2 Example data: COVID-19 counts

Before getting into how to split the data into training and validation parts, let’s get to know the examples that we’ll be working through today. First, though, we need to load some packages and set the path to use for loading data.

# import libraries
library( "dplyr" )
library( "lubridate" )
library( "readr" )
library( "gbm" )
library( "tidymodels")
library( "remotes" )

# import the covid data set
covid = read_csv( "https://raw.githubusercontent.com/ucdavisdatalab/workshop-model-validation/master/data/covid.csv" )

The data sets that we’ll use for illustration are a time series of daily hospital admissions for COVID-19, and a time series of the number of beds occupied overnight by COVID-19 patients. Our goal is to create models that can predict the future values of these time series. Let’s take a look at the time series. In the code that follows, you’ll see the with() function, which tells R where to check first for data when it encounters a variable name.
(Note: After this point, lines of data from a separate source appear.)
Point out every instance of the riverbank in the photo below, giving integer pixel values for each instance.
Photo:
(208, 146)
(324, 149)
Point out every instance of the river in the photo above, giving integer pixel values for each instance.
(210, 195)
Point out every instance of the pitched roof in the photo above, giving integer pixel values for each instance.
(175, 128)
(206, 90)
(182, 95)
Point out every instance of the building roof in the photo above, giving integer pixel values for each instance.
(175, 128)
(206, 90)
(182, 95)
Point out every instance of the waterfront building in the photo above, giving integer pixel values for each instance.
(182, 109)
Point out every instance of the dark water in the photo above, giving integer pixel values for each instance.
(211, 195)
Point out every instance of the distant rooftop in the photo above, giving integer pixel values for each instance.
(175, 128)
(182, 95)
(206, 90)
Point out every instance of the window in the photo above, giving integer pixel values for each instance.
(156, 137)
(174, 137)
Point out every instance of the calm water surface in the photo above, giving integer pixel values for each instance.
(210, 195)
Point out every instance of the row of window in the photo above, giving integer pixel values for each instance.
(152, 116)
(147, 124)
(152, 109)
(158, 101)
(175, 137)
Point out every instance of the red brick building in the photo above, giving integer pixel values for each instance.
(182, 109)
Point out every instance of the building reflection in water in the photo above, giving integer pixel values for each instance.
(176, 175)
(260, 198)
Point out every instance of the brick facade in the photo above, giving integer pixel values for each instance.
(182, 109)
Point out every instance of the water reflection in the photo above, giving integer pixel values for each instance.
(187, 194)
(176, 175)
That makes the code cleaner to read and write, as there are fewer repetitions of the prefix covid$ to access data.

# layout the plot window for side-by-side figures
layout( matrix(1:2, 1, 2))

# plot the admissions time series
with( covid, plot(date, COVID_NEW_ADM_CNT, type='l') )
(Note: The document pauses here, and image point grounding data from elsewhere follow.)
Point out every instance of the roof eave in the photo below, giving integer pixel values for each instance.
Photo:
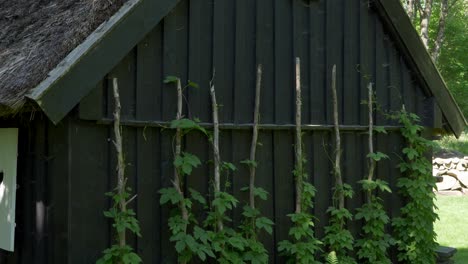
(399, 24)
(76, 75)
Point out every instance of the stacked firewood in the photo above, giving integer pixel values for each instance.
(452, 173)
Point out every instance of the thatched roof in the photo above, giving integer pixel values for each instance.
(35, 35)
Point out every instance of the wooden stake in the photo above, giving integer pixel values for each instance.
(337, 169)
(253, 146)
(177, 183)
(121, 180)
(216, 155)
(299, 169)
(372, 162)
# plot the overnight census time series
with( covid, plot(date, COVID_PT_CNT_M, type='l') )

That’s the daily number of new admissions on the left (the variable comes out of the hospital’s records system as COVID_NEW_ADM_CNT), and the number of beds occupied overnight by COVID-19 patients on the right (this variable is coded in the hospital records as COVID_PT_CNT_M, and the hospital refers to the overnight count as the midnight census). The two follow a similar pattern, with cases arriving in waves that rise and fall quickly against a baseline of low counts. There is more noise in the time series of new admissions, while the midnight census is more stable from one day to the next.